On December 22, 2018, Batocabe was attending a gift giving event for senior citizens in the small village of Burgos in Daraga, Albay. Two men approached Batocabe, who was 52 years-old, at the event and shot him eight times. His police escort, Officer Orlando Diaz, was also killed, while seven elderly attendees were also wounded in the attack. Batocabe and Diaz were taken to a hospital in Legazpi City, where both were pronounced dead. By coincidence, December 22 also marked Batocabe's wedding anniversary to his wife, Gertie.

On January 3, 2019, it was announced that Daraga Mayor Carlwyn Baldo had ordered the killing of Rep. Batocabe. At the time of his murder, Batocabe was running for mayor of Daraga, while Baldo was seeking re-election. According to the police, Baldo hired six men to kill Batocabe and set up $95,000 in funds to pay for the murder. The plot had allegedly been in the works since August 2018, when Baldo supplied $4,600 to one of the hitmen to purchase guns and motorcycles. Mayor Carlwyn Baldo denied the allegations in a statement read over the phone to local radio stations, calling himself " a convenient scapegoat."
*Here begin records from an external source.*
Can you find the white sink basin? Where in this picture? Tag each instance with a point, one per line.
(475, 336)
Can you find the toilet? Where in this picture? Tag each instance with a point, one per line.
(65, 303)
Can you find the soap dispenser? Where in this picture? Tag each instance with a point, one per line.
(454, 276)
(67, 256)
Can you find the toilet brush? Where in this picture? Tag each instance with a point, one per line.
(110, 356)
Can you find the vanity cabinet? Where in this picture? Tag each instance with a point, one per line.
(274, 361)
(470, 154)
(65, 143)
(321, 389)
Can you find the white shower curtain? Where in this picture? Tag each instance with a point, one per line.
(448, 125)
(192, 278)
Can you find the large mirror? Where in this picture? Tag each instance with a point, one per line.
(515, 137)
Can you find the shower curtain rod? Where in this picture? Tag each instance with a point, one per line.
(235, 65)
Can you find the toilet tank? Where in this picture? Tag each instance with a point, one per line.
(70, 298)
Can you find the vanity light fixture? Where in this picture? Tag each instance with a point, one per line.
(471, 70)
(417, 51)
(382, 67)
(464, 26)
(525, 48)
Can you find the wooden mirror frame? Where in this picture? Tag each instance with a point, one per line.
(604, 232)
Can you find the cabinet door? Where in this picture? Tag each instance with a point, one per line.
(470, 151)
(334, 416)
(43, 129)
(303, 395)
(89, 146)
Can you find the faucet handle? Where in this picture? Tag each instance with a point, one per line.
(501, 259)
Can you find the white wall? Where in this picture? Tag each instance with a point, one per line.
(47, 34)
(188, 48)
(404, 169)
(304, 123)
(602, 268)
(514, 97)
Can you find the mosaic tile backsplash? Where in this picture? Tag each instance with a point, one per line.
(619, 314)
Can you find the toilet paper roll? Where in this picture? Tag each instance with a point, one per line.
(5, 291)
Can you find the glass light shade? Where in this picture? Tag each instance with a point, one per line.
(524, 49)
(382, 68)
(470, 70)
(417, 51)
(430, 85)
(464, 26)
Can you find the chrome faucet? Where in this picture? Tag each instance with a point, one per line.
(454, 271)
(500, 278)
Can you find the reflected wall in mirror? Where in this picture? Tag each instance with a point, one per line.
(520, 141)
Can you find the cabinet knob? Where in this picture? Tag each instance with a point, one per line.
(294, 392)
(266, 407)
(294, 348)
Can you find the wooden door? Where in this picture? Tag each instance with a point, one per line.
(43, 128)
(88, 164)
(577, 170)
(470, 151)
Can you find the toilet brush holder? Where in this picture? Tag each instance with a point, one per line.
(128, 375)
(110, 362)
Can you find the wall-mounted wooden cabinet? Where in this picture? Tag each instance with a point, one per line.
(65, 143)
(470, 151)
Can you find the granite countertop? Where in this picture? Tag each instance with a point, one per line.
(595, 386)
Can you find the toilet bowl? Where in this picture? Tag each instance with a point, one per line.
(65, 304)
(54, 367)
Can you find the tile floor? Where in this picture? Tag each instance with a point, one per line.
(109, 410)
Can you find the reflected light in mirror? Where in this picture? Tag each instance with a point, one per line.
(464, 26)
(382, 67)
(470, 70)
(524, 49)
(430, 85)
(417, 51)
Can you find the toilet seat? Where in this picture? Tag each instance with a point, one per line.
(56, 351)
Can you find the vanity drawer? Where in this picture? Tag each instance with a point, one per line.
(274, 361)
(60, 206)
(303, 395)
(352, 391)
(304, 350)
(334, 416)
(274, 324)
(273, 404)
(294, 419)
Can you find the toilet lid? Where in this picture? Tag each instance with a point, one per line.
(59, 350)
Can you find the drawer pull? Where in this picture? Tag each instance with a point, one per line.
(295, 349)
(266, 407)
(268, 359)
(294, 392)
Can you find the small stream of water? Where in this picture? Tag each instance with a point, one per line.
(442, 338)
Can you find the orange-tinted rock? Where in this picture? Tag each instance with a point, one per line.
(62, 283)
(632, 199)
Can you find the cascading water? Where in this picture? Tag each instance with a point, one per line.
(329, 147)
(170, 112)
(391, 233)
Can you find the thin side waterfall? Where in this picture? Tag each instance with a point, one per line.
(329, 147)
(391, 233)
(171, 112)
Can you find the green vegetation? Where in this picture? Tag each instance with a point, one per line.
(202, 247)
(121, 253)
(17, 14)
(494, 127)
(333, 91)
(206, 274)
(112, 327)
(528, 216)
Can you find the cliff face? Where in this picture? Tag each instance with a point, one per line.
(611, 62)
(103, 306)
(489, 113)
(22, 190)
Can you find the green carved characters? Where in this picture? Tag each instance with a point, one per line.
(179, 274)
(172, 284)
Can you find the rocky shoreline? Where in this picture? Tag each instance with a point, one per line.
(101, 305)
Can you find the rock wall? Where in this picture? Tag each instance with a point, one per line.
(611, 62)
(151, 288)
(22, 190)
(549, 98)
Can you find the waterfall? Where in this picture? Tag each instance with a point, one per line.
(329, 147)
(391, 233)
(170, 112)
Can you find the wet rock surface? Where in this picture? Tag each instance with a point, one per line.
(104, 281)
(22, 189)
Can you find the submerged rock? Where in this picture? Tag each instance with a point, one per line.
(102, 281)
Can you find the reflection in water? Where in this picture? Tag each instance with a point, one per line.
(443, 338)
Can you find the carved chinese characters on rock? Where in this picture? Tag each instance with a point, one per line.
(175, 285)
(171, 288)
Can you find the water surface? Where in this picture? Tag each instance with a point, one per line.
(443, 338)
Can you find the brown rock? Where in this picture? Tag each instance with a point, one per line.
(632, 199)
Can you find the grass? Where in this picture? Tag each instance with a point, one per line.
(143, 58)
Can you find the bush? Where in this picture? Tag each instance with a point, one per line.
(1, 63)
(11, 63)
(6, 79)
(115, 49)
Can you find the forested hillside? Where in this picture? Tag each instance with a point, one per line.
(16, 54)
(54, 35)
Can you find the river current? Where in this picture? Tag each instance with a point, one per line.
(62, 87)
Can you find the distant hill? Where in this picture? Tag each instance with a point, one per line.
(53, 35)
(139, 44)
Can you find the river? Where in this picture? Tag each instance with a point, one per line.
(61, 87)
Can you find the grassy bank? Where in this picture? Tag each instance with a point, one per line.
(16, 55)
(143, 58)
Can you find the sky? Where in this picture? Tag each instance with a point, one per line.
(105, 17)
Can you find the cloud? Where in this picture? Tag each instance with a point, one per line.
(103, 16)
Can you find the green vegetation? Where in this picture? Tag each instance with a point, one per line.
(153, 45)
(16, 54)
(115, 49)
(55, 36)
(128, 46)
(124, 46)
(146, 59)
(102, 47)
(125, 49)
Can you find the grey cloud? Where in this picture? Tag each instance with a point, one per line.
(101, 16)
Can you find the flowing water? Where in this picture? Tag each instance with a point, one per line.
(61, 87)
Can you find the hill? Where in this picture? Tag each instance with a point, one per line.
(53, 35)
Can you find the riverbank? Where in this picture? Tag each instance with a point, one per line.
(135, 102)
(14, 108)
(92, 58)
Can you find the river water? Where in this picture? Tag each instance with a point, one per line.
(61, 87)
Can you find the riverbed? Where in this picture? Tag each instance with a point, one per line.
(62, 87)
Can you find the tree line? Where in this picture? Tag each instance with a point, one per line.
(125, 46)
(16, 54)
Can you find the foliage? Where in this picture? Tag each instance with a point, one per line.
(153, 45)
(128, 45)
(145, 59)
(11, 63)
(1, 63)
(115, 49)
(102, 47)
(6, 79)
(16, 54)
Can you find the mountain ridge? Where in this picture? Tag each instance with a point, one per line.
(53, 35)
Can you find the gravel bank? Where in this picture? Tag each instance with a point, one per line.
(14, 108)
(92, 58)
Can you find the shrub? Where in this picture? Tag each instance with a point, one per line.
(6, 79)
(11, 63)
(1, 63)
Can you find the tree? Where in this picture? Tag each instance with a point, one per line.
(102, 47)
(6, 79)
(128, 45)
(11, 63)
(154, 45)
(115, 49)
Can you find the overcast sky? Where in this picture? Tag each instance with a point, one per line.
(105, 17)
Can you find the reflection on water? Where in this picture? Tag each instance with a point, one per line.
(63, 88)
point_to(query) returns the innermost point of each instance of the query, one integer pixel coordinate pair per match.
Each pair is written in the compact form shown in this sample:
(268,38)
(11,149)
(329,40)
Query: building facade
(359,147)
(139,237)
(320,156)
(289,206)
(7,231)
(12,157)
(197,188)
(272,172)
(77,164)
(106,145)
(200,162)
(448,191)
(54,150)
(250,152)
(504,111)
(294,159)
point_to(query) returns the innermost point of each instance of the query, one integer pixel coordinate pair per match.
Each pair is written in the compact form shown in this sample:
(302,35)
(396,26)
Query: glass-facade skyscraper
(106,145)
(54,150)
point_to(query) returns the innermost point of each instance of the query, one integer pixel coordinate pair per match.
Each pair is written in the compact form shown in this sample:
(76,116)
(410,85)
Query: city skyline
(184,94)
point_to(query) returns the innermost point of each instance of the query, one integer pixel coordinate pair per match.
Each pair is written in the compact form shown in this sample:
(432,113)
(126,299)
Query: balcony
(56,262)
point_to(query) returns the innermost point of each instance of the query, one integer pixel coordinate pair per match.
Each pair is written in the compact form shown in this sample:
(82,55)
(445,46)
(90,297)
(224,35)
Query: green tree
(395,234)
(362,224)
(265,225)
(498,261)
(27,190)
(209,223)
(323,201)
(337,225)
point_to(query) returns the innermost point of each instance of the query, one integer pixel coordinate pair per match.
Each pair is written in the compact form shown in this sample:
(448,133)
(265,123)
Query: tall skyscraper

Atty. Ronald S. Ang took his oath on January 15, 2019, to replace slain lawmaker Rodel Batocabe as the representative of the party. Ang took his oath before Speaker Gloria Macapagal Arroyo and joined Christopher Co and Alfredo Garbin Jr. as representatives of the party-list in the 17th Congress.

=== 2022 elections ===
Ako Bicol was among three party-list groups claiming to represent marginalized sectors that aired advertisements worth hundreds of millions of pesos. From January 2021 to March 2022, Ako Bicol broadcast ads worth ₱243.70 million.

=== 2025 elections ===
In February 2025, Kontra Daya stated that Ako Bicol was among the 86 out of 155 paty-list groups running in the elections that do not represent the poor or the marginalized, pointing out Ako Bicol's links to big businesses. The Co family has also been described as a political dynasty that includes Zaldy Co, Christopher Co, Diday Co, and Angelica Natasha Co. The family runs quarrying operations in Albay, which the Catholic Diocese of Legazpi blames for the destruction of mountains and the 2024 floods during typhoons Kristine and Pepito.

==Electoral results==

| Election | Votes | % | Secured Seats | Party-List Seats | Congress | 1st Representative | 2nd Representative | 3rd Representative |
| 2010 | 1,058,691 | 5.20% | 3 / 3 | 57 | 15th Congress 2010–2013 | Christopher Co | Rodel Batocabe | Alfredo Garbin |
| 2013 | 763,103 | 2.67% | 2 / 3 | 58 | 16th Congress 2013–2016 | —N/a |
| 2016 | 1,664,975 | 5.14% | 3 / 3 | 59 | 17th Congress 2016–2019 | Rodel Batocabe Ronald S. Ang | Christopher Co | Alfredo Garbin |
| 2019 | 1,049,040 | 3.76% | 2 / 3 | 61 | 18th Congress 2019–2022 | Alfredo Garbin | Zaldy Co | —N/a |
| 2022 | 816,445 | 2.22% | 2 / 3 | 63 | 19th Congress 2022–2025 | Zaldy Co | Jil Bongalon | —N/a |
| 2025 | 1,073,119 | 2.56% | 2 / 3 | 63 | 20th Congress 2025–2028 | Zaldy Co Jan Franz Chan | Alfredo Garbin | —N/a |
Note: A party-list group, can win a maximum of three seats in the House of Representatives.